Damián Sotelo, Ariel Herrera, Daniel Vázquez, Sergio Fekter, Emiliano Márquez, Néstor Díaz, Hernán Zeliz y Damián Borrego habían sido pasados a disponibilidad preventivamente el 17 abril de 2010, cuando el caso aún repicaba en la prensa, pero en julio fueron reincorporados en otras jurisdicciones por orden expresa del entonces ministro Carlos Stornelli, aún cuando aparecieron más pruebas sobre su responsabilidad. Su sucesor, Ricardo Casal, tampoco hizo nada: todos siguen en funciones.

La relación de Luciano con la Policía —como para muchísimos pibes de barrios humildes— oscilaba entre el hostigamiento constante y el reclutamiento. Había sido detenido en julio y septiembre de 2008 en la comisaría de Don Bosco y en el destacamento de Lomas del Mirador. La segunda —por la que fue detenido Torales—, fue golpeado salvajemente en una cocina mientras su familia oía sus gritos. A partir de entonces, fue detenido, hostigado y hasta amenazado de muerte.

Un día de 2009, según le contó el propio Luciano a su madre, un policía lo paró en la calle:

—Laburá para mí, te doy las armas, te doy las garantías en el caso de que caigas detenido —le propuso.

Luciano rechazó la oferta. “Mientras menos sepas, mejor”, le contestó a su madre cuando le preguntó qué custodio de la ley le ofrecía quebrantarla. Dos semanas después desapareció.

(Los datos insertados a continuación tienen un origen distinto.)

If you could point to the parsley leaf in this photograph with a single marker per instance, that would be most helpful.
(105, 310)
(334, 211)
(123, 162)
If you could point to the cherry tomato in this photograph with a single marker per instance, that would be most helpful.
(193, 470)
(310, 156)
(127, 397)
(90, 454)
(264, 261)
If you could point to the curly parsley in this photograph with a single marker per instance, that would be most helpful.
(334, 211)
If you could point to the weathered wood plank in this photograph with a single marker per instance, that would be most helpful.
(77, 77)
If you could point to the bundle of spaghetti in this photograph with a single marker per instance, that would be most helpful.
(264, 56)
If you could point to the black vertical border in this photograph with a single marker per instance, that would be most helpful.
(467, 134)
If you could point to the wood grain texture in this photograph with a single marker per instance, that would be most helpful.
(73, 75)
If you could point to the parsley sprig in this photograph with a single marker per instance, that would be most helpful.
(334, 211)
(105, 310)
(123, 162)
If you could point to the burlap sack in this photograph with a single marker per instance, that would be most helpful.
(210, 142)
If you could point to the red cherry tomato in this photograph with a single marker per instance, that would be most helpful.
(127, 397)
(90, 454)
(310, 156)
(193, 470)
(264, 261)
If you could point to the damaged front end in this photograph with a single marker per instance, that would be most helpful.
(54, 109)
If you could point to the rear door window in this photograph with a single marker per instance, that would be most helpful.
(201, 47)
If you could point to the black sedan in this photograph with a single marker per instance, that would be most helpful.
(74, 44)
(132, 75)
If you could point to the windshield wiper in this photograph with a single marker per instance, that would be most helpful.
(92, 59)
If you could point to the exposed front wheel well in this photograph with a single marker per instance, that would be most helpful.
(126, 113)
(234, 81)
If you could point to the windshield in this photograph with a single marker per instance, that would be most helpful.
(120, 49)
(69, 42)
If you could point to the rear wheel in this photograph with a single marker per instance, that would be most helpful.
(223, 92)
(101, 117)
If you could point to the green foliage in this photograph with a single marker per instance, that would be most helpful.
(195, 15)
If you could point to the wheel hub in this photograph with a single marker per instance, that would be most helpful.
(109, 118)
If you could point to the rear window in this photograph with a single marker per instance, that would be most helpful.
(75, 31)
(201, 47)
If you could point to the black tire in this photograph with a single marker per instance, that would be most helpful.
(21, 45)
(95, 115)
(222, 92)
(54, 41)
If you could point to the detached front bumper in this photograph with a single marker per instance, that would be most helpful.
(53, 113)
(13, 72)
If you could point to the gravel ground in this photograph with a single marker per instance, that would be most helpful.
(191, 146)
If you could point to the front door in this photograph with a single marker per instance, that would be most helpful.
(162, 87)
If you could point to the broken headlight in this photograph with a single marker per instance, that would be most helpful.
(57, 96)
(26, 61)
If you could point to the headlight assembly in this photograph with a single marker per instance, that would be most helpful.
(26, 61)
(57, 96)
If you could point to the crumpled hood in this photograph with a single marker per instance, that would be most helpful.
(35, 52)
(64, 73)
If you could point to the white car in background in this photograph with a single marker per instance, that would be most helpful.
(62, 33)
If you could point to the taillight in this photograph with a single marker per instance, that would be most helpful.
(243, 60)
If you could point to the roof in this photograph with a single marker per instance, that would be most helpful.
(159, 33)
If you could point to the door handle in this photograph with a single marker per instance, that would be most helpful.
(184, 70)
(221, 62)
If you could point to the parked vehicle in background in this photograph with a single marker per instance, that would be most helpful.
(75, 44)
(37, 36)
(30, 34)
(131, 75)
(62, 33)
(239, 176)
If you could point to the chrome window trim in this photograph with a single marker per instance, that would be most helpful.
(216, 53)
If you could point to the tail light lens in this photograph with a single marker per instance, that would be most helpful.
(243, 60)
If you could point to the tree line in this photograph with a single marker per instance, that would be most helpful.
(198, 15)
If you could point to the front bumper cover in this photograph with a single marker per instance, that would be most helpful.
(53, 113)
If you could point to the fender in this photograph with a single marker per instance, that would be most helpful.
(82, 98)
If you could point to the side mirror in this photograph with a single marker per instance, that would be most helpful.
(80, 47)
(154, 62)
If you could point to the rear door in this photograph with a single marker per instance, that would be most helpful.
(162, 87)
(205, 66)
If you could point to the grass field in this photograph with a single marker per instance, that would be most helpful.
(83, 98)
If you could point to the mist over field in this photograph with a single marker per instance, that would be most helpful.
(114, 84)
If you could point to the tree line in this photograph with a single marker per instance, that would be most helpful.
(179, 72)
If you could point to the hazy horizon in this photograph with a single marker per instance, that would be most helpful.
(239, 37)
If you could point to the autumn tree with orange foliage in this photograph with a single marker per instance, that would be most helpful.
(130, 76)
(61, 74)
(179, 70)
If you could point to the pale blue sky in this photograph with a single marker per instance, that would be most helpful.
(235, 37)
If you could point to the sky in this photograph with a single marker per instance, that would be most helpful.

La última rueda de prensa sirvió para reactualizar la ausencia de Luciano como un hecho político. Vanesa le exigió al gobernador que cumpla con su palabra, y al intendente de La Matanza, Fernando Espinoza, que haga algo más que un llamado telefónico frente al hecho consumado de la conferencia. Les pidió a los medios de comunicación que hablen de la vida y de la muerte de todos los Lucianos que hoy siguen a merced de la Policía. Y a la sociedad, le rogó que se indigne: que no acepte como natural una realidad desquiciada en la que alguien, un pibe de 16 años, se desvanece para siempre.